President of the Ku Klax Klan Pastor Thomas Robb with his wife Muriel Robb. Photo / Supplied.
Pastor Thomas Robb, the softly spoken 62-year-old leader of one of the largest Ku Klux Klan organisations remaining in the United States, admits that it has been a difficult past couple of weeks.
He has been bed-ridden with flu - ever since he was a child growing up in the cold climate of Detroit, Michigan, his illnesses have lingered longer than normal.
And Robb's work, which consists of unifying the "global minority of white people", has also kept him extremely busy. "Someone wrote me an email just yesterday," Robb says. "They wanted to tell me that I was the most evil person in the world."
Despite the grand scale of his mission, Robb leads his chapter of the Klan from rather modest surroundings in Zinc, a remote northern Arkansas settlement.
Like many of the countless small towns that dot America's southern states, Zinc is undersized (76 residents, according to the 2000 census) and has a largely white population. Nearly 40 per cent of its inhabitants live below the poverty line.
Zinc lies near the invisible border that divides the northern and southern states of the US, the Mason-Dixon Line, which separates Arkansas from the Midwest confines of Missouri.
What makes Zinc different is that it is home to the headquarters of the Knights of the Ku Klux Klan.
The Klan, once the most feared racist group in America, still has a small yet active membership throughout the American south and mid-west - estimates put national figures at 6000 to 8000 Klansmen.
Robb credits the internet, as well as the "average American's" concern about illegal immigration, for the sustained interest in the Klan.
"A young father who is worried about the flood of immigrants into the US can go to his computer and find us," Robb says. "We are right there for him - www.kkk.com."
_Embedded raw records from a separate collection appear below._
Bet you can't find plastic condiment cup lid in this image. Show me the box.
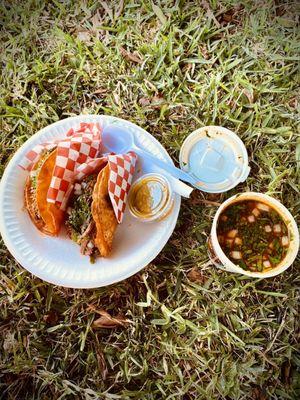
[179,126,250,193]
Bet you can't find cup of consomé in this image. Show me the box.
[208,192,299,278]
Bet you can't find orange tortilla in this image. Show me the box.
[92,164,118,257]
[25,150,65,236]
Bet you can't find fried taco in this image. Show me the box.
[24,150,64,236]
[66,164,118,262]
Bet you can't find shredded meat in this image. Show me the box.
[80,237,90,254]
[80,220,95,240]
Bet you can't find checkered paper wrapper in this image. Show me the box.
[19,123,137,223]
[77,151,137,224]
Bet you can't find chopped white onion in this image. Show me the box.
[227,229,238,238]
[273,224,281,233]
[218,236,224,243]
[252,208,260,217]
[234,237,243,246]
[256,203,270,211]
[230,251,242,260]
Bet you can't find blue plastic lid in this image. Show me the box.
[179,126,250,193]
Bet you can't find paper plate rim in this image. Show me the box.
[0,114,181,289]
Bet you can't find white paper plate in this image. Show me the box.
[0,115,180,288]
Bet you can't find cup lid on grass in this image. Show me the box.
[179,126,250,193]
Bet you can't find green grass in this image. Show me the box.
[0,0,300,400]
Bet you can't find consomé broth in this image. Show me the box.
[217,200,290,272]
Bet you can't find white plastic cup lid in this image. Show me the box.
[179,126,250,193]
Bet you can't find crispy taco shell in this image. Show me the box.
[25,150,64,236]
[92,164,118,257]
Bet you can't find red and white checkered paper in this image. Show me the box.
[19,123,137,223]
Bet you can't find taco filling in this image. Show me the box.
[66,174,100,262]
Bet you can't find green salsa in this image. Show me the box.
[217,200,290,272]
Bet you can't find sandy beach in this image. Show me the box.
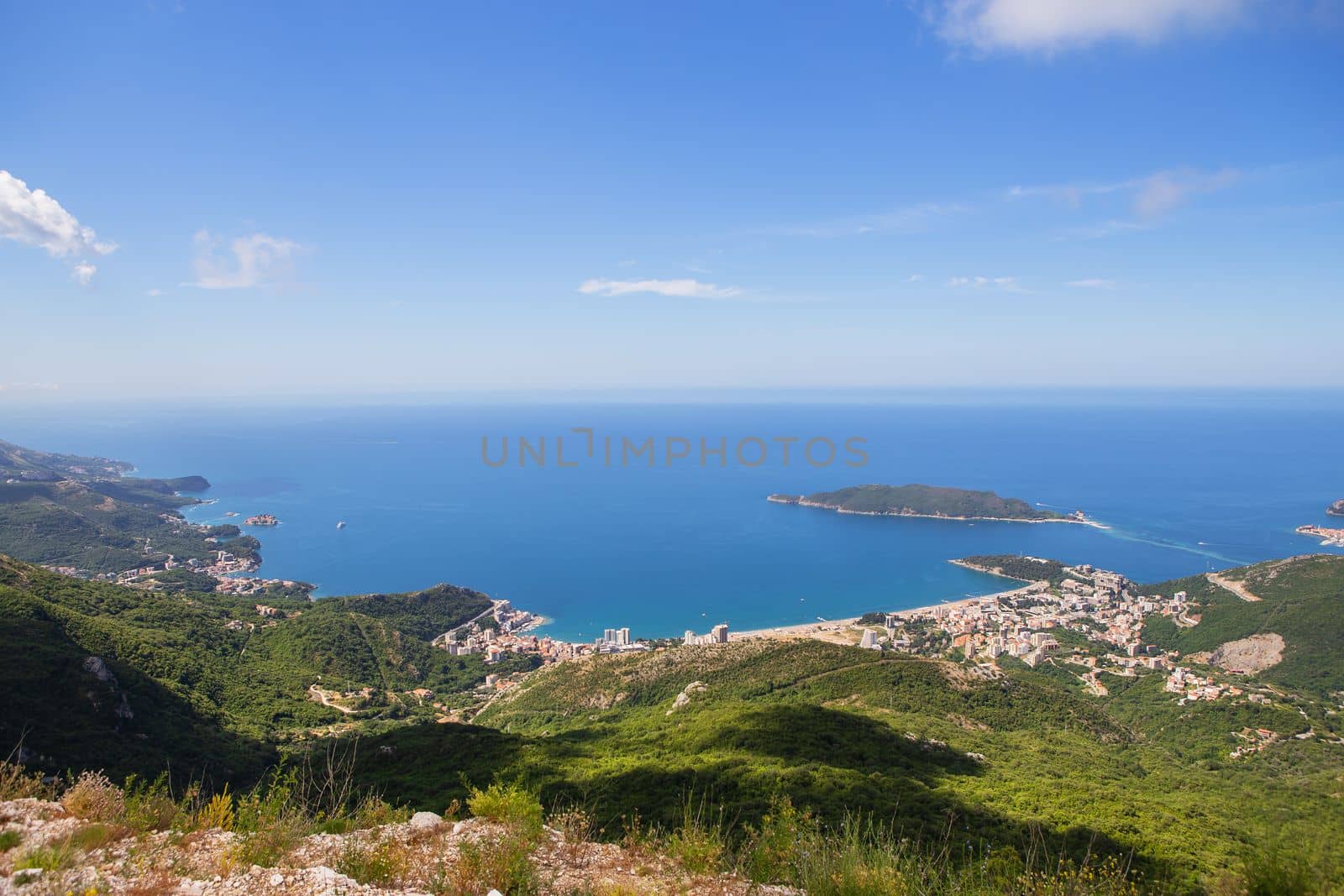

The second time we speak, Robb begins by explaining some common Klan terminology and traditions. "Firstly, it's not called burning the cross, it's called lighting the cross," Robb says.
"And it's not necessarily just a symbol of the Klan - it shows the power of Jesus Christ."
Robb explains that what became widely popularised as a symbol of Klan terror is not restricted to the lawns of the Klan's enemies.
"If you visit a local Methodist church here [in the South], or even a Presbyterian church, you'll see representations of crosses with flames at the base. The firing of the cross is a Christian ideal."